Ask a Seed VC: How can I answer market size questions about a nascent industry?
Welcome back to Ask a Seed VC, Eniac’s advice column about startup fundraising and investing. Today’s question comes from a founder who requested that they remain anonymous:
My startup has seen some very strong growth recently, having gone from $0/mo -> $50k/mo in revenue in the past 6 months but as we bring a new model (content licensing) to what is still a nascent industry (digital wellness) we often get questions around market sizing.
Although some investors just get it, I have struggled to consistently answer these questions due to a lack of data around the content side of digital wellness. I’d love some advice on how you feel this could be answered well?

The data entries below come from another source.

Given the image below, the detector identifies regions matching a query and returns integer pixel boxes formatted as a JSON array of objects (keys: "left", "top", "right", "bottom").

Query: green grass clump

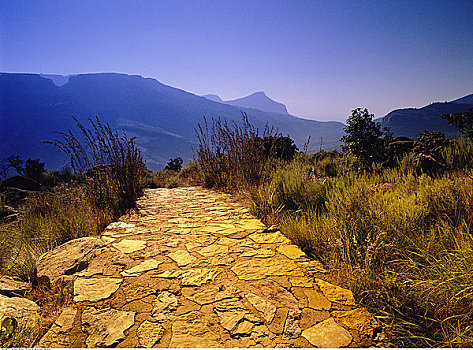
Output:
[
  {"left": 280, "top": 164, "right": 473, "bottom": 347},
  {"left": 193, "top": 114, "right": 473, "bottom": 347}
]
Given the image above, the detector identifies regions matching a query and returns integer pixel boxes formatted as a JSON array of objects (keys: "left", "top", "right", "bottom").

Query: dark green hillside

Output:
[{"left": 377, "top": 95, "right": 473, "bottom": 138}]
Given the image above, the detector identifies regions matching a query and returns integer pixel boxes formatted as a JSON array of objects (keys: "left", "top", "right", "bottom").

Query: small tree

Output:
[
  {"left": 25, "top": 158, "right": 46, "bottom": 182},
  {"left": 342, "top": 108, "right": 391, "bottom": 168},
  {"left": 441, "top": 108, "right": 473, "bottom": 139},
  {"left": 164, "top": 157, "right": 182, "bottom": 172}
]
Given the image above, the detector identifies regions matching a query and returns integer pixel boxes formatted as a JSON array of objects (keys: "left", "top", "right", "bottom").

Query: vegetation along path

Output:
[{"left": 38, "top": 187, "right": 379, "bottom": 348}]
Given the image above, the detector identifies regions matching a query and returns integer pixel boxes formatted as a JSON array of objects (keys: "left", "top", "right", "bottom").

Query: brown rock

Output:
[
  {"left": 304, "top": 288, "right": 332, "bottom": 310},
  {"left": 168, "top": 249, "right": 197, "bottom": 267},
  {"left": 282, "top": 309, "right": 302, "bottom": 339},
  {"left": 74, "top": 277, "right": 123, "bottom": 302},
  {"left": 231, "top": 259, "right": 303, "bottom": 280},
  {"left": 169, "top": 311, "right": 223, "bottom": 348},
  {"left": 245, "top": 293, "right": 276, "bottom": 323},
  {"left": 315, "top": 279, "right": 355, "bottom": 306},
  {"left": 37, "top": 307, "right": 77, "bottom": 348},
  {"left": 0, "top": 276, "right": 31, "bottom": 297},
  {"left": 277, "top": 244, "right": 305, "bottom": 259},
  {"left": 36, "top": 237, "right": 105, "bottom": 283},
  {"left": 182, "top": 268, "right": 221, "bottom": 286},
  {"left": 0, "top": 295, "right": 40, "bottom": 327},
  {"left": 82, "top": 307, "right": 135, "bottom": 348},
  {"left": 136, "top": 321, "right": 164, "bottom": 348},
  {"left": 300, "top": 307, "right": 330, "bottom": 329},
  {"left": 112, "top": 239, "right": 146, "bottom": 254},
  {"left": 151, "top": 291, "right": 179, "bottom": 320},
  {"left": 120, "top": 259, "right": 161, "bottom": 277},
  {"left": 302, "top": 318, "right": 352, "bottom": 348},
  {"left": 214, "top": 298, "right": 249, "bottom": 331}
]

Broadly speaking, there are two ways to approach calculating your total addressable market — top down and bottom up.
Limited industry data can make this a challenge, with higher degrees of uncertainty. But even so, both approaches are still applicable. We’ll point out a few ways they might apply in the digital wellness example, and hopefully it will be helpful for readers in other sectors as well.
As a refresher, the top down approach involves looking at the total size of the market and estimating how much of that market you might reasonably capture. In this case, there may not be any studies about content licensing and digital wellness — and to an extent, you may be trying to create the market yourself.
Still, you can try to find other data points that might not tell you the exact market size, but can help to illustrate the magnitude of the opportunity. For example, how much money is spent on digital wellness advertising? How much money are big players like Calm spending on their content? How many articles are being published about these topics, and what kind of audience do they reach? And so on.
A bottom up approach, on the other hand, involves trying to calculate your potential sales and revenue in a more granular way. You could use your own data here: If you’re already starting to license content, you could just project how much of that content you’d have to sell to hit your revenue targets.
If you don’t yet have enough data of your own to extrapolate , you can still find ways to make similar estimates. For example, you could see how much time is being spent on digital wellness content, estimate how much you could monetize that time, then back into a potential market size — multiplying the total number of customers by the amount of content they consume and the amount you could charge for each piece of content.
Either way, you’re definitely going to have to make some assumptions. The key is to be transparent about those assumptions, and to err on the side of being relatively conservative. These should be assumptions that everyone can agree with, rather than requiring investors to share your optimism or wishful thinking.